Recht unauffällig ist der neue Mieter eines kleinen Appartements im Whitechapel Distrikt in London. Während sich Kitty, die Tochter der Vermieter sich in den neuen Mieter Mr. Slade verguckt, beginnt Jack the Ripper sein treiben. Hat der Ripper etwas mit dem Mieter zu tun? Oder ist es reiner Zufall das die Morde zeitgleich mit seiner Ankunft begonnen haben? Scottland Yard nimmt die Ermittlungen auf und Kitty weiß überhaupt nicht in was für einer Gefahr sie schwebt.

Ab 1888 hielt der Killer, der durch einen angeblich vom Mörder stammenden Brief, den Namen Jack the Ripper erhielt, ganz London in Atem. 1913 wurde aus dem realen Serienmorden der Roman Jack the Ripper von Marie Belloc Lown, der später im Jahre 1927 von Alfred Hitchcock als Stummfilm umgesetzt wurde, der somit den Begriff „Suspense“ prägte. 1944 interpretierte dann John Brahms das Buch auf seien Weise und erschuf damit einen der ganz wichtigen Einträge des frühen Horrorkinos.

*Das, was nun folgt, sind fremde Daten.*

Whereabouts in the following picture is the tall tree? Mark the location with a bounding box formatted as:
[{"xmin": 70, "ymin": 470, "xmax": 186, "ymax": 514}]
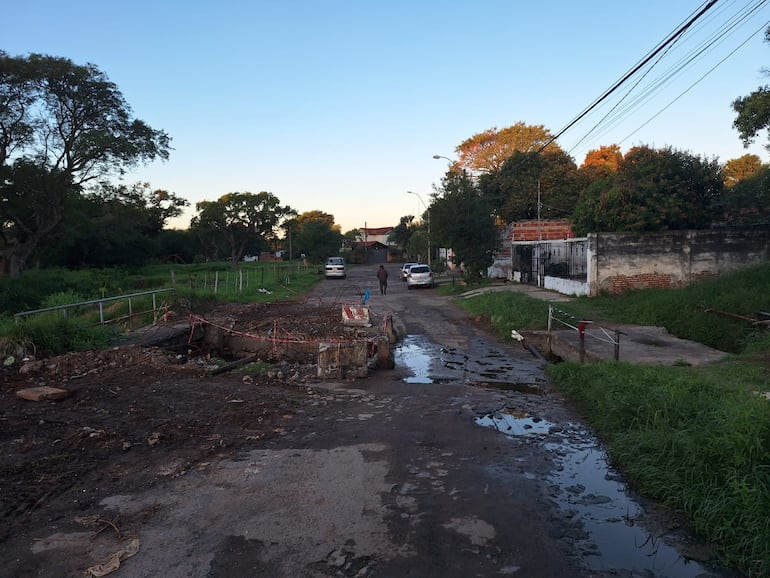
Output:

Dabei kann man schon von Anfang an dem Film vorwerfen, er sei zu offensichtlich. Natürlich weiß jeder schon beim ersten Blick auf Laird Cregar als Mr. Slade, das es sich bei ihm um den Killer handelt. Daraus macht Brahm auch kein großes Geheimnis. Viel interessanter ist aber, wie er diesen Mann inszeniert. Er baut ihm zu einem Interessanten, Angsteinflößenden Charakter auf, mit dem man sogar Mitleid verspürt, wenn er mit seinen leeren traurigen Augen in die Kamera blickt. Viel Spannung geht davon aus, wie Nahe sich Slade und Kitty immer sind und das sie einfach nicht ahnt, wer da in ihrer Nähe ist. Ansonsten wird die Atmo wie gehabt aufgebaut. Wir bekommen Kameraeinstellungen, durch die wir London bei Nacht von Oben sehen können. Etwas Nebel wabert durch die dunklen Hintergassen von Whitechapel und die Gasbetriebenen Straßenlaternen versuchen ihr bestes um die Dunkelheit zu vertrieben. Sieht immer wieder toll aus.

Auch Schauspielerisch ist der Film wirklich toll. Laird Cregar stellt den Mörder facettenreich und interessant dar und auch Merle Oberon kann ihrer etwas naiven Rolle genug Tiefe verleihen um das Interesse der Zuschauer zu wecken.

Das Bild ist relativ gut restauriert, vielleicht etwas überleuchtet aber asonsten fürs Alter noch wirklich gut. Außerdem muss man sich ja auch vor Augen halten, dass auf der DVD noch drei weitere Filme untergebracht wurden. Die deutsche Tonfassung wurde ebenfalls bereinigt, klingt daher aber auch viel zu steril. Neben diesem Film befinden sich in der "Mord in Serie - Die grausamsten Serienkiller" Box noch die weiteren Titel "Ed Gein", "Richard Speck - Chicago Massaker", "Der Kindermörder - The Gray Man", "Cadavres", "Adam Mason's Luster" und die Fernsehdoku "Die grausamsten Serienkiller des 20. Jahrhunderts".